As I practiced, the distinction I found most helpful was: am I being a heart ask—am I asking based on a need that will allow me to do my best work? Or am I making a smart ask—thinking through what might be most persuasive or compelling to my listener and then using that information to swing things my way?

Here’s an example:

Suppose you want to go in and ask your boss for a raise. Now if you are only making a smart ask, you will think through everything from how things have been going for the company as a whole, to when does his or her blood sugar tend to be low?

These questions are smart. They are part of a “smart ask.”

They are not part of a heart ask, however.

Your heart-ask question—to yourself—needs to be, “What will having this need met allow me to do, or be, at work that I cannot currently do or be?”
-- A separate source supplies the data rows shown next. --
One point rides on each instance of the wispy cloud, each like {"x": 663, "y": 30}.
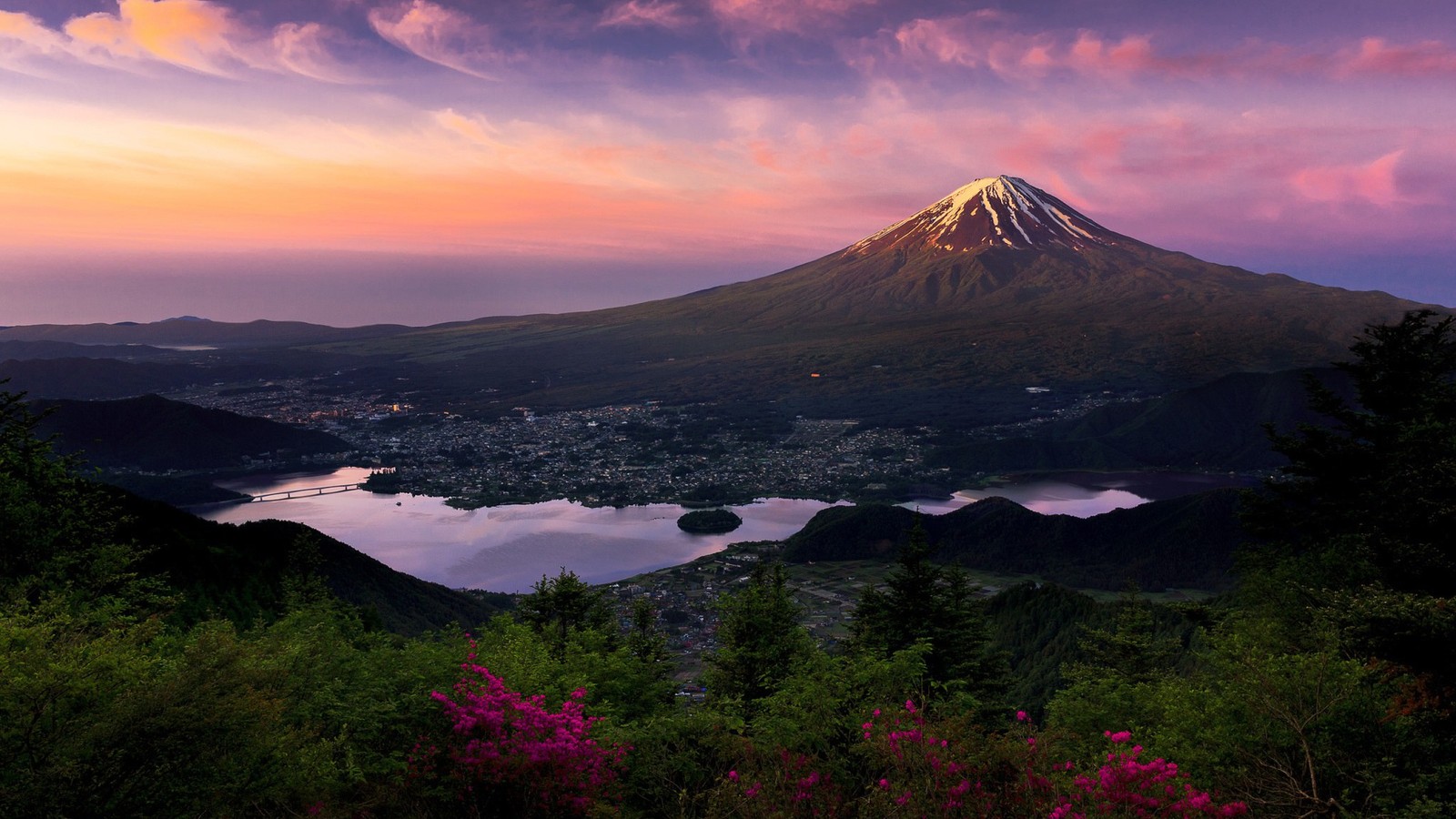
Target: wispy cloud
{"x": 992, "y": 43}
{"x": 657, "y": 14}
{"x": 440, "y": 35}
{"x": 196, "y": 35}
{"x": 794, "y": 16}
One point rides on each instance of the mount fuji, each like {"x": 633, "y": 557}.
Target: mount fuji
{"x": 996, "y": 288}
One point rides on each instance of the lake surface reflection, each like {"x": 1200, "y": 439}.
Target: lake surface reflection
{"x": 507, "y": 548}
{"x": 1084, "y": 494}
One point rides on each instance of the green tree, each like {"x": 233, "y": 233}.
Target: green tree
{"x": 564, "y": 606}
{"x": 1359, "y": 530}
{"x": 934, "y": 605}
{"x": 761, "y": 640}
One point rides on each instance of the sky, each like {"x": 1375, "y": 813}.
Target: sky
{"x": 426, "y": 160}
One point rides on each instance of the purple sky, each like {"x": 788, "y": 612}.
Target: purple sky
{"x": 424, "y": 160}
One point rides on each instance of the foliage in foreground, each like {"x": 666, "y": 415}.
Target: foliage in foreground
{"x": 1322, "y": 688}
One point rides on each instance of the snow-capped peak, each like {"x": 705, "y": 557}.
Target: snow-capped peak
{"x": 992, "y": 212}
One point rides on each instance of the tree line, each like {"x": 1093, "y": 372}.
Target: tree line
{"x": 1321, "y": 685}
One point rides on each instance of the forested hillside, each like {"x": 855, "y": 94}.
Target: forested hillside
{"x": 146, "y": 676}
{"x": 1181, "y": 542}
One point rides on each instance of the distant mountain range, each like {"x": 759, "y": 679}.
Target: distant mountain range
{"x": 155, "y": 433}
{"x": 1213, "y": 426}
{"x": 950, "y": 312}
{"x": 944, "y": 318}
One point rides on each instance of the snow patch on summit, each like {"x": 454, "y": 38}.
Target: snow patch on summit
{"x": 995, "y": 210}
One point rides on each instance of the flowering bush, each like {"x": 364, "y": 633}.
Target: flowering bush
{"x": 1126, "y": 785}
{"x": 513, "y": 755}
{"x": 922, "y": 768}
{"x": 779, "y": 784}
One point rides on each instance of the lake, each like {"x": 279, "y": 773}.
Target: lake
{"x": 504, "y": 548}
{"x": 507, "y": 548}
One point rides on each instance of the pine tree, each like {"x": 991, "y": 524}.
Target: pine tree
{"x": 761, "y": 640}
{"x": 935, "y": 605}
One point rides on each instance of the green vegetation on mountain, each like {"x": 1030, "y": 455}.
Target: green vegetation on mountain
{"x": 1216, "y": 426}
{"x": 710, "y": 522}
{"x": 157, "y": 665}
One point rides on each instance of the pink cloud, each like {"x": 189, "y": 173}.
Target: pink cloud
{"x": 1373, "y": 182}
{"x": 1375, "y": 56}
{"x": 647, "y": 14}
{"x": 793, "y": 16}
{"x": 980, "y": 41}
{"x": 191, "y": 34}
{"x": 440, "y": 35}
{"x": 197, "y": 35}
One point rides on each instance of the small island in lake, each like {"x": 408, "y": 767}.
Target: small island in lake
{"x": 710, "y": 522}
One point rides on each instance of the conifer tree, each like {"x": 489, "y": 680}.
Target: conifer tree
{"x": 935, "y": 605}
{"x": 761, "y": 640}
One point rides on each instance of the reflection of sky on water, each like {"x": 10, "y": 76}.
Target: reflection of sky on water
{"x": 1084, "y": 494}
{"x": 1047, "y": 497}
{"x": 510, "y": 547}
{"x": 507, "y": 548}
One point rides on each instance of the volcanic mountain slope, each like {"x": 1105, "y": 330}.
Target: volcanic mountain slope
{"x": 997, "y": 286}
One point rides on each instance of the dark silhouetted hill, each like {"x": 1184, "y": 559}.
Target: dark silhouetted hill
{"x": 244, "y": 573}
{"x": 157, "y": 435}
{"x": 1216, "y": 426}
{"x": 1181, "y": 542}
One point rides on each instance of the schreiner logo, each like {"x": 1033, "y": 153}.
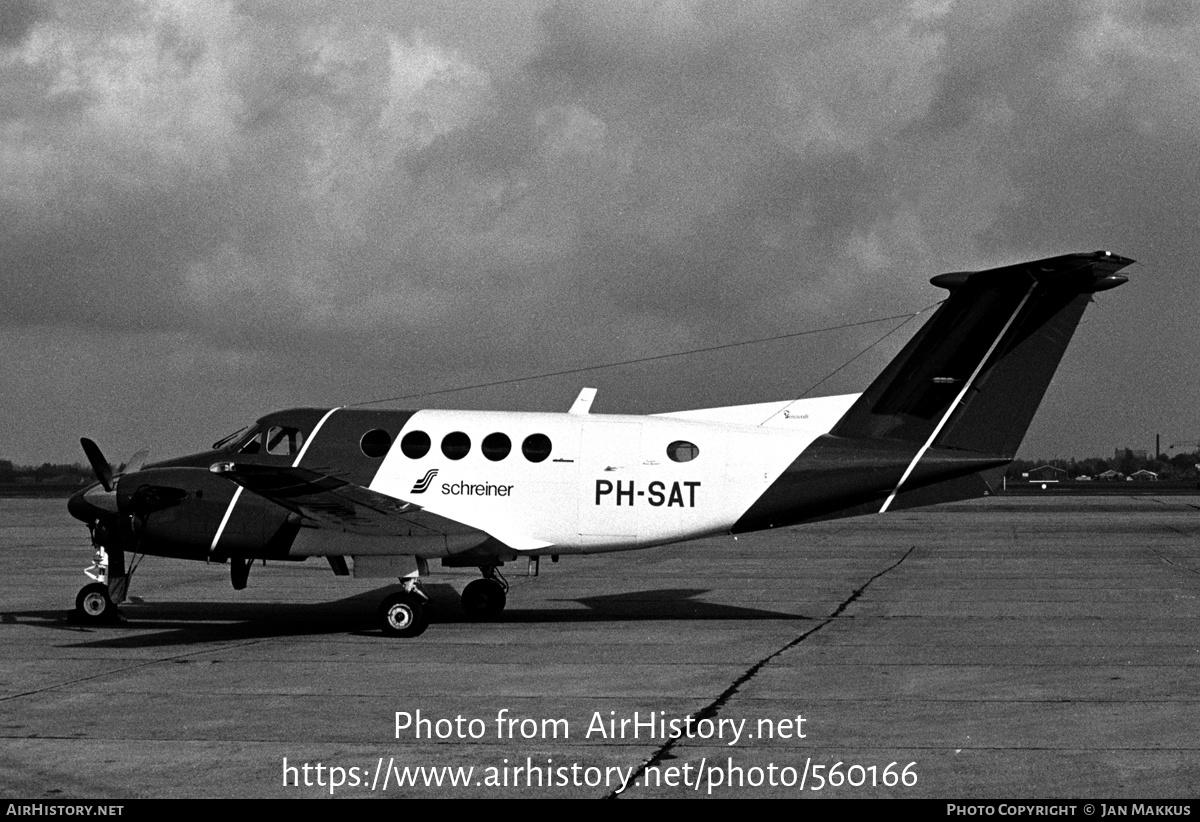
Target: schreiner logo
{"x": 475, "y": 490}
{"x": 423, "y": 484}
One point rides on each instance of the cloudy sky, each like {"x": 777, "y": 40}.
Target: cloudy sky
{"x": 213, "y": 210}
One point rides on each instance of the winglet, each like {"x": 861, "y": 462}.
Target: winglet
{"x": 583, "y": 402}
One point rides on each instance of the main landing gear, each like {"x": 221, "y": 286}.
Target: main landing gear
{"x": 405, "y": 613}
{"x": 94, "y": 604}
{"x": 485, "y": 599}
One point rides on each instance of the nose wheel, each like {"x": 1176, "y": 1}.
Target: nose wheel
{"x": 94, "y": 605}
{"x": 403, "y": 615}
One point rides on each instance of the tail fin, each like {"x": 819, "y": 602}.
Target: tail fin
{"x": 975, "y": 375}
{"x": 952, "y": 408}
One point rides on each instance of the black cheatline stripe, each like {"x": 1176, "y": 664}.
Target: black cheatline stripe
{"x": 712, "y": 708}
{"x": 665, "y": 357}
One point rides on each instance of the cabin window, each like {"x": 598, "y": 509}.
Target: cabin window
{"x": 535, "y": 448}
{"x": 283, "y": 441}
{"x": 496, "y": 447}
{"x": 415, "y": 444}
{"x": 681, "y": 450}
{"x": 455, "y": 445}
{"x": 376, "y": 443}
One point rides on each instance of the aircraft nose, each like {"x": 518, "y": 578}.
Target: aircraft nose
{"x": 93, "y": 503}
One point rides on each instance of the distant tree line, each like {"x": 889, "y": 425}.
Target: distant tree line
{"x": 1180, "y": 467}
{"x": 48, "y": 473}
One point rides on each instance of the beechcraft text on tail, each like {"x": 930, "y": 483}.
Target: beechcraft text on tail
{"x": 385, "y": 493}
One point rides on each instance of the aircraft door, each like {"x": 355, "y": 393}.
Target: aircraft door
{"x": 610, "y": 467}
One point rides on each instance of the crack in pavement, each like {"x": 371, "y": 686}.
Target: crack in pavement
{"x": 713, "y": 708}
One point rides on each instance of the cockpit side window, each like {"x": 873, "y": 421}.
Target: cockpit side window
{"x": 283, "y": 441}
{"x": 232, "y": 439}
{"x": 252, "y": 445}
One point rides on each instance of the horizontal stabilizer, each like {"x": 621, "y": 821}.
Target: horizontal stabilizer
{"x": 976, "y": 372}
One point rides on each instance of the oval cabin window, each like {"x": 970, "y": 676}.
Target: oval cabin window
{"x": 376, "y": 443}
{"x": 415, "y": 444}
{"x": 681, "y": 450}
{"x": 455, "y": 445}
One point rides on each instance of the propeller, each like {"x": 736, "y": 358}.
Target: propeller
{"x": 93, "y": 503}
{"x": 99, "y": 463}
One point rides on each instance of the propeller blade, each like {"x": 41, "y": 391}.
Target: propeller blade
{"x": 99, "y": 463}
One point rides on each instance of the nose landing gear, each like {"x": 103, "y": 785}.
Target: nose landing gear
{"x": 96, "y": 603}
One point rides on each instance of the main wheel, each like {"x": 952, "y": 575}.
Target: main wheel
{"x": 94, "y": 604}
{"x": 402, "y": 615}
{"x": 484, "y": 599}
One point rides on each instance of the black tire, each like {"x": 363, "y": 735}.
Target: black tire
{"x": 94, "y": 605}
{"x": 402, "y": 615}
{"x": 484, "y": 599}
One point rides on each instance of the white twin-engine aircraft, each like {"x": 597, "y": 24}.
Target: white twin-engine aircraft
{"x": 391, "y": 490}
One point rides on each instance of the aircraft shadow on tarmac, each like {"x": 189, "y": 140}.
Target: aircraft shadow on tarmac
{"x": 180, "y": 623}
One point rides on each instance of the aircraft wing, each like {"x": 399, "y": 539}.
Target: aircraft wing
{"x": 336, "y": 503}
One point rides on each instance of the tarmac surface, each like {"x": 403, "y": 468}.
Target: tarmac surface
{"x": 1007, "y": 648}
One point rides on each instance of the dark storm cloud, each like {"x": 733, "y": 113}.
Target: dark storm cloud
{"x": 233, "y": 207}
{"x": 17, "y": 17}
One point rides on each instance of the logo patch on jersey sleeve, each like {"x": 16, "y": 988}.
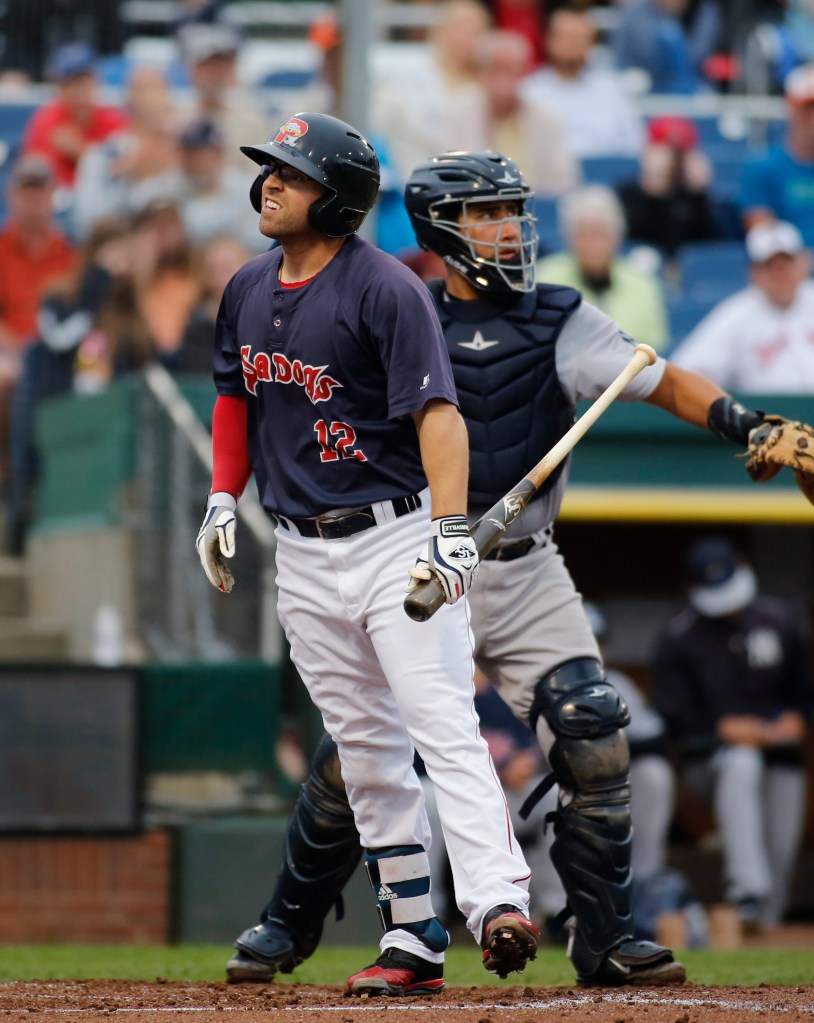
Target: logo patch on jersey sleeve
{"x": 290, "y": 131}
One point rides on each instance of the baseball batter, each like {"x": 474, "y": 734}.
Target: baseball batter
{"x": 335, "y": 391}
{"x": 523, "y": 354}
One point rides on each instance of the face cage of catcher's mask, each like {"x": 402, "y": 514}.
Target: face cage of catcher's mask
{"x": 517, "y": 275}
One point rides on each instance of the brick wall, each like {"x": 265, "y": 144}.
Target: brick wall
{"x": 96, "y": 890}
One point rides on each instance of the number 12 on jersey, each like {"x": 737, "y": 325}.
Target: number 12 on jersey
{"x": 336, "y": 440}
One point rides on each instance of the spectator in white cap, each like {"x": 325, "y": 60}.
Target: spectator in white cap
{"x": 730, "y": 676}
{"x": 759, "y": 340}
{"x": 210, "y": 53}
{"x": 777, "y": 185}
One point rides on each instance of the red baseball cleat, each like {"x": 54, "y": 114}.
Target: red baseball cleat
{"x": 396, "y": 973}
Now the answer to this might be anything from, “It will provide me with enough financial wiggle room to give my kid trombone lessons,” to, “It will allow me to go on vacation rather than stay-cation.” 

The point is, it is not an ask based on, “I want a raise because I make less than so-and-so,” or “Because I work harder than so-and-so.”  Rather, it is rooted in a desire to bring your best, most competent, most focused, most complete self to the work you do.

And that’s the person your boss wants at the office every day.

For more on how manipulation, ultimately, does not serve you, here’s “Beware the Sixth Sense”.

P.S. If you’re wondering about the photo for this Wow, it was taken when we were clearing a bunch of kooky stuff out of my mother’s apartment. To me, the juxtaposition of my darling dog with that nutty helmet was the epitome of the juxtaposition between the heart ask and the smart ask.